Somewhere along the line, that changed. The internet made all of that information so incredibly accessible. Although a bit less involved than a trip to the library, the process has improved thanks to the ease of use and the variety of resources.
This summer I am travelling to and fishing the Driftless. This area, occupying the region where Minnesota, Wisconsin, Illinois, and Iowa meet, is geologically unique. One of the results is a wealth of trout fishing, primarily in the smaller spring creeks that run through every valley. Even though I grew up in the Midwest, I had practically no frame of reference for what to expect.

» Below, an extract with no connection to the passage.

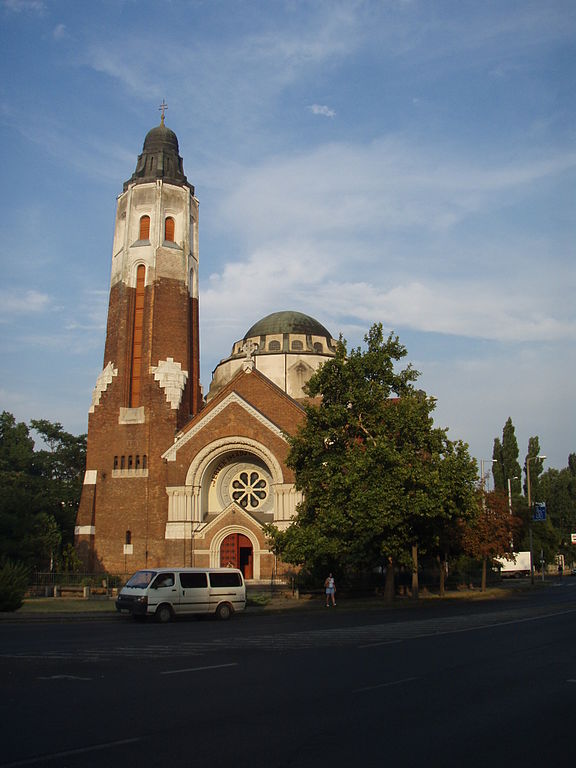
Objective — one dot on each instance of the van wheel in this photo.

Planning and preparing for any DIY fly fishing trip means figuring out nearly everything about a fishery and the surrounding area. Here are three important types of online resources. The specific links will help you if you’re interested in the Driftless, but the “genres” should be beneficial regardless of where you’re headed.
The best way that the internet equips contemporary anglers is the ability to tap into whatever information fly shops put online. A fly shop is going to be able to offer the most current and practical help out there. Reading a few sentences summing up the most recent fishing report is hardly a substitute for a conversation and the chance to buy a dozen flies, but it is a lot better than nothing.

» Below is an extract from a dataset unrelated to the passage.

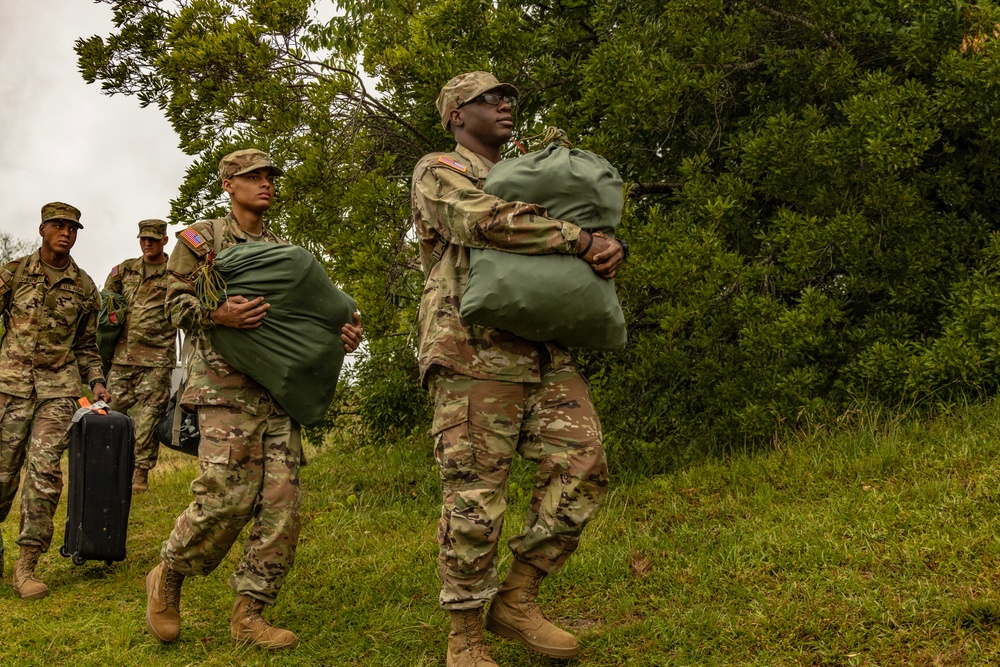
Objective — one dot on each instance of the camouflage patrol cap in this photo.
(59, 211)
(152, 229)
(465, 87)
(244, 161)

Shops like Wisconsin’s Driftless Angler and Minnesota’s Driftless Fly Fishing Company have the local know how. This transcends “what’s hatching,” providing anglers with access points, lodging, and other applicable links.

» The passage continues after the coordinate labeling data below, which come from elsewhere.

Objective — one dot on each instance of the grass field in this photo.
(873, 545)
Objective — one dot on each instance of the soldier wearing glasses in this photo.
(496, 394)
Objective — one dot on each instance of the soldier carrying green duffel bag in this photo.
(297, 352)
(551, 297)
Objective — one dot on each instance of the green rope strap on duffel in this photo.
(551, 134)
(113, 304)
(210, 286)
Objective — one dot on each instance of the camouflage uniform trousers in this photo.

Magazines have never had the kind of reputation among media outlets that they deserve. Countless times, I’ve heard fly fishers of all ages cite an article they read in a magazine as the reason they tried a new technique or traveled to a new location. The content is generally short, either giving a broad overview of a topic or conversely focusing on something very specific.
Online access to stalwarts like Field & Stream (Why You Should Fish Wisconsin’s Driftless Area) is overlooked. Modern “eZines” such as Hatch (How to Do a Trout Town: Viroqua, Wisconsin) also offer a tremendous wealth of information.
I like podcasts. You don’t need a glove box full of cassettes, or even a visor laden with compact discs. Assuming you have data service or had the forethought to download some episodes, the world is at your smartphone. The medium can be very unique these days: an actual interview or documentary-style presentation. If you can find a podcast that deals with the destination you have in mind, it can provide you with some of the most valuable details available.
Two of my favorite podcasts actually spurred me on in making the trip out to the Driftless. 2 Guys and A River really introduced me to the fishery last year with Fly Fishing the Wisconsin Driftless. Tom Rosenbauer’s Orvis Fly Fishing Guide Podcast had an exceptional interview with local Mat Wagner in the episode The Wonders of the Midwest’s Driftless Area.
There are other great resources out there, such as videos, message boards, and even tourist bureaus. I enjoy the process of researching. It is part of the culture of fly fishing that has changed over the years in the way that it looks, but is ultimately the same in what it accomplishes.